"Madem ben de bu vatanın bir evladıyım, bu vatanın saadetine hizmet etmek benim için farzdır." Buradaki "farz"dan kasıt nedir? Tebliğ anlamındaki farz mı? Bu sadece Üstad'a mı farz, yoksa bütün Müslümanlara mı?
- Yoksa bu farz vazife, emr-i bi'l-maruf nehy-i ani'l-münker midir?
- Eğer bu ise Ehl-i sünnet'e göre bu vazife vaciptir; Mu'tezile'ye göre farzdır...
Değerli Kardeşimiz;
"Madem ben de bu vatanın bir evladıyım, bu vatanın saadetine hizmet etmek benim için farzdır." Bu cümlede ki "farz" ifadesi, hem vatana faydalı olmayı ifade ediyor hem dinin bir vecibesi olan tebliği ifade ediyor hem de emir bi'l-ma'rûf nehiy ani'l-münkeri ifade ediyor.
Vatana hizmet etmek her vatanseverin bir görevidir ki, farz bu anlamda vatani bir görevi ifade etmektedir. Askere gitmek farzdır denildiğinde burada ki farz vatani bir görevi ifade eder dini anlamda bir farzı ifade etmez.
“Sizden, hayra çağıran, iyiliği emredip kötülüğü meneden bir topluluk bulunsun. İşte onlar kurtuluşa erenlerdir.” (Âl-i İmrân, 3/104)
Müfessirler genelde bu ayeti değerlendirirken, bu vazifenin şer'î anlamda farz-ı kifaye oluşu üzerinde ısrarla durmuşlardır. Ayette geçen “minküm” tabirindeki min edatının bâziyet anlamından hareketle, söylenen bu hüküm, inanan her bir insanı derin derin düşündürmelidir. Zira günümüzde bu vazifenin farkında, idrakinde ve şuurunda olan kişilerin azlığı herkesin kabullendiği bir gerçektir.
Bazı müfessirler buna ilaveten ayetin yüklemiş olduğu bu sorumluluğu yerine getiren bir topluluk yoksa, iyiliği emretme, kötülüğü menetme vazifesinin farz-ı ayn olduğunu belirtmektedirler. Bu ise mezkur vazifenin namaz, oruç, zekat vb. gibi ferdî mükellefiyetler alanına girdiğini göstermektedir.
"Emir bi'l-ma'rûf", yani iyiliği emretmek ve "nehiy ani'l-münker" yani kötülükten sakındırmak Mutezile mezhebinin bu esasına göre kişi itikadi ve ameli konularda insanları iyiliğe çağırmalı, iyiliği yaymalı, kötülüğe karşı ise sakındırmalı, uyarmalıdır.
Bu esastan yola çıkarak Mutezile mezhebi mensupları uzun yıllar boyunca birçok farklı görüşten, mezhepten ve inançtan insanla tartışmış, hatta zaman zaman tartışmalara şiddet ve kavga da karışmıştır.
Bu hususta Ehl-i sünnet ile Mutezile arasındaki fark cidal ve usuldür.
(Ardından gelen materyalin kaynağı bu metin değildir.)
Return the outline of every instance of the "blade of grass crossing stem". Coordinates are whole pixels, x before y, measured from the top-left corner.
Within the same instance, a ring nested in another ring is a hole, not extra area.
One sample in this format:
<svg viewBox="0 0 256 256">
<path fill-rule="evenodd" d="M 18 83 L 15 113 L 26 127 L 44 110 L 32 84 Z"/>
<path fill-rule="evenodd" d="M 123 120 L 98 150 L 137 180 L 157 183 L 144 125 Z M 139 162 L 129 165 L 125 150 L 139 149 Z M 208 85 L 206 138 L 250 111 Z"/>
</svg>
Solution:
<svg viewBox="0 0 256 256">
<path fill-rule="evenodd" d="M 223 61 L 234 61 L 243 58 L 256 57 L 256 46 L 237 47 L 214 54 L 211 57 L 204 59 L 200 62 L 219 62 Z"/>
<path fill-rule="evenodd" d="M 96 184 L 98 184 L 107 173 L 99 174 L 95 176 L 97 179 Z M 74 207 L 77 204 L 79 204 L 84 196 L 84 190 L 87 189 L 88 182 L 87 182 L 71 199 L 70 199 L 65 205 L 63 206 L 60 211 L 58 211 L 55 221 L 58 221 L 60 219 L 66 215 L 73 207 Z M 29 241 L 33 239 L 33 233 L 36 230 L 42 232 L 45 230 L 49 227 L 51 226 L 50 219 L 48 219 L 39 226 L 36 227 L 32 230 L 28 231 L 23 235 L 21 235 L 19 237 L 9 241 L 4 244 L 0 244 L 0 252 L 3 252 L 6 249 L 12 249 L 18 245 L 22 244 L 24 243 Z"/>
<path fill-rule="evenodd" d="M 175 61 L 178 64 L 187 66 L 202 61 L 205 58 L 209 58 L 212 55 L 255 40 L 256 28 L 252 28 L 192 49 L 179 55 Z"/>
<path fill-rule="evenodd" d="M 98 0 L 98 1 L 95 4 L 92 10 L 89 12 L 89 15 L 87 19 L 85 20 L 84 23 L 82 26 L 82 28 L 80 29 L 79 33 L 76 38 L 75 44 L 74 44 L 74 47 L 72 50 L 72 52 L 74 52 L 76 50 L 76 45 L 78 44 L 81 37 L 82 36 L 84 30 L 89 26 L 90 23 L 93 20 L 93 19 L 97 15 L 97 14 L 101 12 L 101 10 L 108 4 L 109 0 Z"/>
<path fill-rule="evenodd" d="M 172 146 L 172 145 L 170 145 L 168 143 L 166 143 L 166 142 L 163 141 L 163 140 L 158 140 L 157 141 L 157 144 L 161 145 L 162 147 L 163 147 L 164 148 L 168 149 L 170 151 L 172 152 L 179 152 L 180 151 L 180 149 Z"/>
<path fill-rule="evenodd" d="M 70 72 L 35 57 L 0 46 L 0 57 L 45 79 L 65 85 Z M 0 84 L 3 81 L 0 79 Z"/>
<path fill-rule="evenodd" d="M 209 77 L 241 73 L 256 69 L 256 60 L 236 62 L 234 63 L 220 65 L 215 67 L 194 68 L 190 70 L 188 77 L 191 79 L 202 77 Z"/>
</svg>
Ehl-i sünnet marufu emretmek ve münkerden sakındırmak konusunda itidali ve kavl-i leyyini esas alırken, Mutezile ise münakaşa, cidal ve nizaı esas alıyor.
Oysa Üstadımız bu konuda şu fetvayı veriyor:
“Çünkü, mesâil-i imaniyenin münakaşa suretinde bahsi caiz değildir.”(1)
Yoksa iyiliği emretmek ve kötülükten men etmek vazifesi vaciptir. Hanefi ıstılahında vacip farzın yerini tutar.
(1) bk. Mektubat, On İkinci Mektup.
Selam ve dua ile...
Sorularla Risale Editörü
Yorumlar
Üstadımız genelde Eşari ve Maturudi ekolünü bir mülahaza ediyor. Yani Risale-i Nurun belli bir mezhep ya da ekolü baskın bir şekilde öne çıkardığı doğru değildir. Çünkü Risale-i Nur iman konusunda fetva verme makamındadır taklit makamında değildir. Bazı konularda Şafi ve Eşari öne çıkarken bazı konularda da diğerleri öne çıkabilir. Vacip kavramı Hanefi bir kavramdır mesela.